Tuesday 23 August 2011

CONAN THE BARBARIAN

CONTAINS SPOILERS AND POINTLESSNESS

Why remake Conan The Barbarian? If you want to make a Dark Ages sword-and-sorcery rippling torso flick, go ahead. But making it Conan explicitly invites comparison with the original version, whereas doing the exact same movie and calling it Zetok The Indestructible or Korax The Swordmaster merely involves assessing it on its own terms. Invent your own Hyborian folk hero. Alternatively, remake Ator The Invincible instead because there's a good chance that you might do a better job. Even if you're Marcus Nispel: redirector of The Texas Chainsaw Massacre, Frankenstein, Pathfinder, Friday The 13th - none of them the faintest shadow of a patch on their originals. Has this man ever had a single original idea? Admittedly his TCM is a passable dumbo slasher movie - not a fraction of Hooper's film, but if he didn't want unfavourable comparison he should have called it something else.

Conan The Barbarian is still the story of Conan's quest for revenge against the Dark Lord who wiped out his Cimmerian village and family when he was a boy: how he grows into the roistering but simple warrior originally destined to be a king: to "wear the jewelled crown of Aquilonia upon a troubled brow". We don't see much of that process, we don't get the Wheel Of Pain or the Tree of Woe - we cut from him being an angry kid to him being a barbarian adult. Khalar Zym (who thinks up these names?) is the Dark Lord seeking the nine parts of a sacred mask that when filled with the pureblood of one of the descendants of the Nine Families of Asheroth will give the wearer supernatural powers to resurrect his sorcerer wife and take over the world. The pureblood is Tamara (Rachel Nicholls) who Conan ends up protecting so he can avenge himself on Khalar Zym and his mad witch daughter (Rose McGowan).

As far as muscular Dark Ages flicks go, Nispel's film is absolute tosh, not particularly well done, but excessively violent and bloody, and it's tolerable enough as popcorn silliness. But as a Conan The Barbarian film it's a pretty empty exercise. That's because they don't have Arnold Schwarzenegger, they have Jason Momoa who isn't as good. They don't have the mighty James Earl Jones as the villain, but Stephen Lang (who I didn't recognise and thought it was Michael Ironside).
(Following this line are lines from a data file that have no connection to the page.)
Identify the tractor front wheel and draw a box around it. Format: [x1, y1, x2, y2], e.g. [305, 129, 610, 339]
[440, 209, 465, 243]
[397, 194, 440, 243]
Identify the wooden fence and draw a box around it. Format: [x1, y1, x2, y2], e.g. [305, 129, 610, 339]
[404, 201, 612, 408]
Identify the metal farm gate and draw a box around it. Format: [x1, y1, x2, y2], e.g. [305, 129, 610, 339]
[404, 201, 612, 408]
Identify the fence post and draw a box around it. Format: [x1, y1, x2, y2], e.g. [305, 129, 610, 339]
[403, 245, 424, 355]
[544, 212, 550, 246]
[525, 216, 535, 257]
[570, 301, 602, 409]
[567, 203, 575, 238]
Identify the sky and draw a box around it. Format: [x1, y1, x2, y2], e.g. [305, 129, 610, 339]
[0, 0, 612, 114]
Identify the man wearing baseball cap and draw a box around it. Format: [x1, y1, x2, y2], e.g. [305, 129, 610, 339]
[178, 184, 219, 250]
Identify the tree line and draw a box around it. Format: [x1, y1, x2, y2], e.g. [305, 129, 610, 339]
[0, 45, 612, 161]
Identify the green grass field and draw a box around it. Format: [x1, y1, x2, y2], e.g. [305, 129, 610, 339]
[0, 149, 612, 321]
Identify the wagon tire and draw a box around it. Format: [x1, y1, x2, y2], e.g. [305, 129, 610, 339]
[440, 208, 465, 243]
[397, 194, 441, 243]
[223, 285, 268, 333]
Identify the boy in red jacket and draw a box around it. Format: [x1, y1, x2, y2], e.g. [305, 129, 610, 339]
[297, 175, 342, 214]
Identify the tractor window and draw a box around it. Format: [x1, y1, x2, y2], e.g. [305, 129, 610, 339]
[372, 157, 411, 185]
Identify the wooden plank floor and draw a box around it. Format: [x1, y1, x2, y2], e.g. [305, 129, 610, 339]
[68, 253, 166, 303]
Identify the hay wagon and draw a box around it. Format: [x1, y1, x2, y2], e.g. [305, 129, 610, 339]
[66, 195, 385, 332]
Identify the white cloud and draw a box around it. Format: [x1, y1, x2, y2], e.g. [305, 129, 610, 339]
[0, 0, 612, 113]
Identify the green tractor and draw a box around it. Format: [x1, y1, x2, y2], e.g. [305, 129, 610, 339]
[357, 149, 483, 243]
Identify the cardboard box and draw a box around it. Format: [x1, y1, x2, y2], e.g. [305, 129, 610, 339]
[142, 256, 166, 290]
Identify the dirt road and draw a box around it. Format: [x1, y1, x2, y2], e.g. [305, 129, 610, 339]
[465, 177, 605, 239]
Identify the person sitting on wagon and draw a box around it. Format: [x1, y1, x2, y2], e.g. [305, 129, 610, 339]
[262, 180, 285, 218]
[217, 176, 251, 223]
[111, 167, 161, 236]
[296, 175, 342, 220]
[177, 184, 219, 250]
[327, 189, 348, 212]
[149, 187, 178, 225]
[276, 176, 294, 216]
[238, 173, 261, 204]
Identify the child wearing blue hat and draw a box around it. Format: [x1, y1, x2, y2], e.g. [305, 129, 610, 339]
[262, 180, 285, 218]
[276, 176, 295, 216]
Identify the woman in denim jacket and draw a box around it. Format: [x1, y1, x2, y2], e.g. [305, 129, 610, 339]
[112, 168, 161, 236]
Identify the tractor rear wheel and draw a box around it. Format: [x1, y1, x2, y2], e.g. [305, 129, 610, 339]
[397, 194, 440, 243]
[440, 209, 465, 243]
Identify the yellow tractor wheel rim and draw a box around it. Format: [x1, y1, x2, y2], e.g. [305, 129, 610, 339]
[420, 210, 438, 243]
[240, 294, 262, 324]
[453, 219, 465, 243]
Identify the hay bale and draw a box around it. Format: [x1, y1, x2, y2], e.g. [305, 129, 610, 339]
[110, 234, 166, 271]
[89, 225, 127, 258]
They don't have Oliver Stone writing or John Milius directing - it's scripted and rescripted and re-rescripted by the usual committees, and they've got a director with a background in six-minute rock videos and not in two-hour film. Nor indeed do they have the late Basil Poledouris' astonishing music score - though in fairness Tyler Bates' soundtrack is more musical and less thump-shriek-drone than his usual efforts.

Nispel's film is badly-written (after having established that Tamara must be protected at all costs, they let her wander off through the woods alone simply so she can be captured) and CGI'd up the wazoo. And crucially it's no fun - there are zero laughs - although there's plenty of blood (albeit some of it CGI, which is cheating) and savage violence: heads smashed against rocks, hands lopped off, slashed tendons. There's even a level of toplessness and nudity which you don't tend to get in multiplex fodder these days. I saw it in 2D rather than the post-conversion 3D, which costs extra and is entirely unnecessary and may even make things worse as the film is so rapidly edited in the numerous fight and chase scenes that seeing it in plain 2D is dizzying. The original is on DVD and is still fantastic - hell, even Conan The Destroyer is more enjoyable and that's a long way from being a good movie.